Cognitive theories of depression (e.g., 1
) posit that negative cognitions, derived from dysfunctional self schemas, play a central role in the etiology and course of this disorder. These dysfunctional schemas are hypothesized to bias information processing in depression, with depressed individuals selectively attending to and remembering affectively negative material. Indeed, there is strong evidence that depressed individuals are characterized by negative biases in memory, demonstrating better memory for negative material than do nondepressed individuals, (e.g., 2
). Importantly, several theorists have proposed that selective memory for negative information in depression contributes to the duration and severity of depressive episodes, (e.g., 5
Despite these consistent findings, we know little about the neural underpinnings of enhanced memory for negatively valenced stimuli in depressed relative to nondepressed individuals. Both lesion and functional neuroimaging studies confirm that the amygdala plays an important role in bolstering memory for emotional material. Cahill and his colleagues (7
), for example, reported that the generally better recall of affectively valenced than of neutral information is sharply attenuated in patients with lesions confined to the amygdala. Furthermore, using fMRI, Canli found amygdala responsivity to predict subsequent memory performance for affective stimuli both across individuals (9
) and across trials (10
Several investigators have posited that the amygdala facilitates memory for emotional stimuli through modulation of the hippocampus, a structure crucial for episodic memory encoding, (e.g., 11
). Packard, Cahill, and McGaugh (12
), for example, showed that amygdala stimulation following training facilitated hippocampal-mediated learning in rats and was not blocked by anesthetizing the amygdala prior to a retention test, indicating that the resulting pro-mnemonic effects were not due to lasting changes within the amygdala itself. These findings of amygdala facilitation of hippocampal-dependent learning are echoed in neuroimaging studies of humans by investigators reporting a significant correlation between activation of the amygdala and hippocampus during successful encoding of affective stimuli (13
The amygdala has also been found to facilitate learning that is dependent on the putamen and caudate, (e.g., 12
), a structure complex centrally involved in skill learning, (e.g., 16
). Packard and Teather (15
), for example, found that amygdala stimulation following training in rats facilitates caudate-putamen mediated learning and, further, that these memory bolstering effects are blocked by anesthetizing the caudate-putamen following training, but not by pre-test amygdala anesthetization. Moreover, given that the amygdala and caudate-putamen comprise nodes of the affective division of the cortico-striatal-pallidal-thalamic (CSPT) loop (17
), a circuit involved in the maintenance of information in working memory, (e.g., 18
), investigators have posited that the amygdala-caudate-putamen system subserves emotionally-mediated working memory.

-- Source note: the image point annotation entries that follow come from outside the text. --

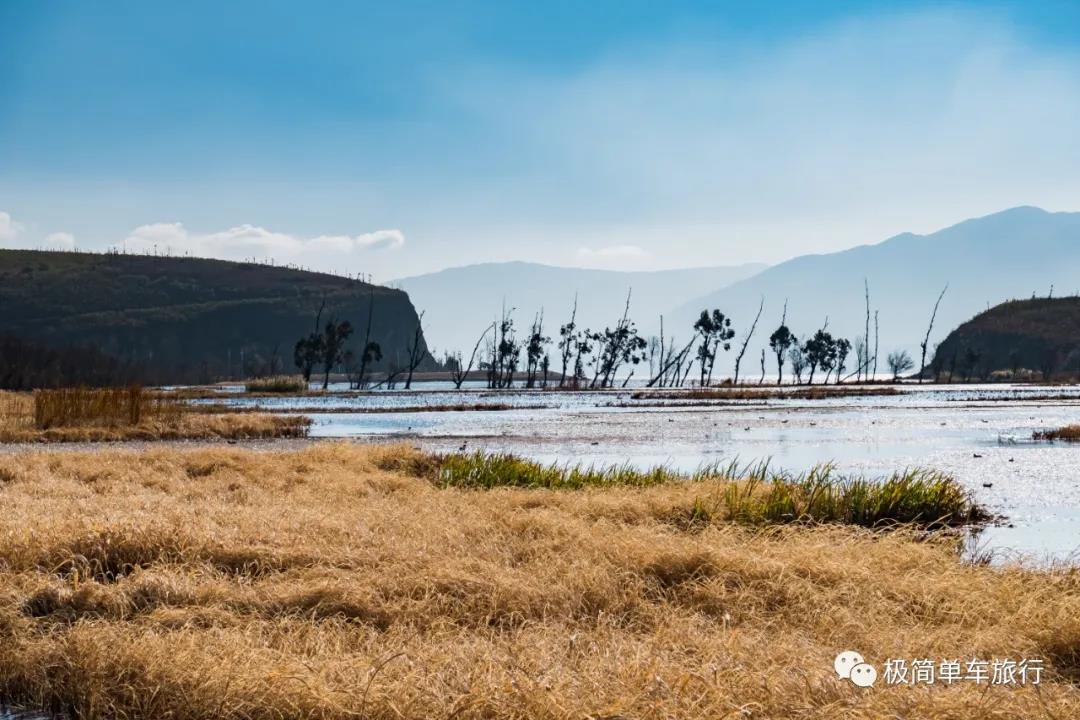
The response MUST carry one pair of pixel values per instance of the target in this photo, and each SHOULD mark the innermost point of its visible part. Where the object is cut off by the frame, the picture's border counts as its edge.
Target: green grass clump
(484, 470)
(278, 383)
(752, 494)
(917, 496)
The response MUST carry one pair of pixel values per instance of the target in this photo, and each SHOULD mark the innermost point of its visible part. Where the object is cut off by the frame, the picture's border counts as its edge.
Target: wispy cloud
(253, 242)
(9, 229)
(613, 256)
(58, 241)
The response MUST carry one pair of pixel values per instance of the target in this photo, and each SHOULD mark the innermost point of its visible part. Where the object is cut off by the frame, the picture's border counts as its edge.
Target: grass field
(345, 581)
(1068, 433)
(86, 416)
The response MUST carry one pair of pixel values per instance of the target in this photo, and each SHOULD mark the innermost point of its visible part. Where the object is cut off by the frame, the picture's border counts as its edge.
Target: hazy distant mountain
(459, 302)
(1033, 338)
(1010, 255)
(185, 320)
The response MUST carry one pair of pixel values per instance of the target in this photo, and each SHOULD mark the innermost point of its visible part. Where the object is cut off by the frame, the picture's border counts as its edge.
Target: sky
(394, 139)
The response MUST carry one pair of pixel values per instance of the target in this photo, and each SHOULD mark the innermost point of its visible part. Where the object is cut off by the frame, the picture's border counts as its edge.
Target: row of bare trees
(601, 358)
(594, 358)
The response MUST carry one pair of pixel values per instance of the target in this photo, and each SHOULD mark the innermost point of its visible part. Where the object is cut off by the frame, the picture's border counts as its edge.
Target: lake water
(981, 434)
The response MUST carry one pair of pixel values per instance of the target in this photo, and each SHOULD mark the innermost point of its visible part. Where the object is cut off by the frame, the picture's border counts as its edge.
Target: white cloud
(248, 241)
(390, 240)
(625, 257)
(9, 229)
(764, 149)
(611, 252)
(58, 241)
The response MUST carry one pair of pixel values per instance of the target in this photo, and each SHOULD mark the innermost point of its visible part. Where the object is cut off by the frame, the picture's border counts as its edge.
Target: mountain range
(1014, 254)
(460, 302)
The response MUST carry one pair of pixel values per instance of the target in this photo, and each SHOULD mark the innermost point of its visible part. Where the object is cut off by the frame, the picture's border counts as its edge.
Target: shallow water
(981, 434)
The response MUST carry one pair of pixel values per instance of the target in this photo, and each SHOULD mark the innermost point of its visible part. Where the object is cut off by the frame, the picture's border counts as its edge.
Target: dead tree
(866, 335)
(369, 351)
(875, 341)
(742, 351)
(460, 375)
(926, 341)
(567, 333)
(674, 361)
(415, 352)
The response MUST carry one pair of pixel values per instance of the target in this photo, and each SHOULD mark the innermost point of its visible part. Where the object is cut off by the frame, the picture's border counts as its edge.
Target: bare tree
(926, 341)
(534, 350)
(370, 351)
(864, 363)
(742, 351)
(416, 352)
(780, 341)
(566, 344)
(875, 341)
(460, 374)
(899, 362)
(673, 361)
(335, 336)
(309, 349)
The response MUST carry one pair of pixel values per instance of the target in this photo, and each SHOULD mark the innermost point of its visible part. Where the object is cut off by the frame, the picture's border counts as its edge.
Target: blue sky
(399, 138)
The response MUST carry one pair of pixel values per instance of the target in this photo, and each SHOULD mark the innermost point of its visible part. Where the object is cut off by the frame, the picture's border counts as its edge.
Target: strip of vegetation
(196, 583)
(1068, 433)
(754, 496)
(916, 497)
(112, 415)
(461, 407)
(805, 393)
(279, 384)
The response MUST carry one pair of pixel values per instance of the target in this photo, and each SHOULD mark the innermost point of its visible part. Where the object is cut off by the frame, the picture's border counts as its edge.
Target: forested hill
(187, 320)
(1038, 337)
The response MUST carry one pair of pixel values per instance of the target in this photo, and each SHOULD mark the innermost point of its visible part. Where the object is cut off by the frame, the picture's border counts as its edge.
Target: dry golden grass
(159, 421)
(228, 583)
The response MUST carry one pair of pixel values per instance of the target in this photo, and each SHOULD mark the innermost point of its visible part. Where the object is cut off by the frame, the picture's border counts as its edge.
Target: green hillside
(1038, 338)
(186, 320)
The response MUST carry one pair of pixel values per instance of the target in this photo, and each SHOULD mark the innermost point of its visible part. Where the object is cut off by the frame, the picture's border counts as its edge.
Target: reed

The formulation that over-active amygdala-caudate-putamen and/or amygdala-hippocampus systems underlie enhanced memory for negative information in depression is also consistent with findings that depressed individuals have been characterized by greater responsivity to negative stimuli in the amygdala (19
), hippocampus (19
) and caudate-putamen (19
) than are nondepressed persons. The relevance of amygdala reactivity to memory in depression has been shown by Roberson-Nay et al. (23
) who found that, unlike their nondepressed peers, depressed adolescents showed greater amygdala reactivity when viewing faces that they subsequently remembered versus faces that they subsequently forgot.
The present study was designed to test a model of enhanced memory for negative stimuli in depression in which the neural mechanisms that are involved in bolstering encoding of emotionally valenced material in general are recruited more during encoding of negative material by depressed individuals. More specifically, we test a model in which amygdala activity and consequent modulation of the hippocampus and/or the caudate-putamen is increased during successful encoding of negative stimuli in depression. Based on the literatures reviewed above, we hypothesize that depressed individuals will exhibit better memory for negative material than will nondepressed individuals, as well as greater amygdala activation during successful encoding of negative material. Finally, we predict that amygdala activation during successful encoding of negative stimuli will be more strongly correlated with activation in the hippocampus and caudate-putamen in depressed than in nondepressed participants.